Uma operação de grande alcance da Polícia Civil do Tocantins revelou um suposto esquema criminoso que fraudava a emissão de Carteiras Nacionais de Habilitação (CNHs) no estado. A ofensiva, denominada Operação Sinal Vermelho, resultou até o momento na prisão de oito pessoas e na investigação de cerca de 500 habilitações que podem ter sido obtidas de forma irregular.
A ação foi coordenada pela 3ª Divisão Especializada de Repressão ao Crime Organizado (3ª DEIC) de Araguaína e mobilizou aproximadamente 200 policiais civis. Ao todo, a Justiça autorizou o cumprimento de 10 mandados de prisão preventiva e 59 mandados de busca e apreensão, expedidos pela 2ª Vara Criminal da Comarca de Augustinópolis.
As diligências ocorreram em diversos municípios do Tocantins, entre eles Araguaína, Araguatins, Augustinópolis, Palmas, Guaraí, Sítio Novo do Tocantins e Ananás, além da cidade de Imperatriz, no Maranhão.

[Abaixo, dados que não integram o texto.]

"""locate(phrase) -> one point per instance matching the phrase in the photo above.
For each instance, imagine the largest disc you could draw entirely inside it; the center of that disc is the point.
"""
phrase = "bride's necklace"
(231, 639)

Segundo o secretário de Segurança Pública do Tocantins, Bruno Azevedo, a operação representa um passo importante para preservar a segurança no trânsito. Ele destacou que fraudar o processo de habilitação permite que pessoas sem preparo conduzam veículos, aumentando o risco de acidentes e colocando vidas em perigo.
Esquema começou a ser investigado após denúncia
As investigações tiveram início após uma denúncia anônima recebida pela Delegacia Especializada de Repressão a Furtos e Roubos de Veículos Automotores (DERFRVA), em Palmas. A partir daí, policiais passaram a analisar dados e sistemas ligados ao Departamento Estadual de Trânsito (Detran/TO), com apoio da Corregedoria do órgão e do Núcleo de Papiloscopia da Polícia Civil.
De acordo com o delegado Márcio Lopes da Silva, responsável pelo caso, foram identificadas alterações e inserções de dados falsos em sistemas utilizados para a emissão das CNHs, permitindo que candidatos obtivessem o documento sem cumprir as exigências legais.
“Venda de CNH à distância”
As apurações apontam que o grupo atuava em um esquema conhecido como “venda de CNHs à distância”. Interessados pagavam valores que podiam chegar a R$ 4,3 mil para receber o documento sem realizar etapas obrigatórias do processo, como exames médicos e psicológicos, aulas teóricas e provas práticas. Em algumas situações, os beneficiários sequer precisavam estar no Tocantins durante o procedimento.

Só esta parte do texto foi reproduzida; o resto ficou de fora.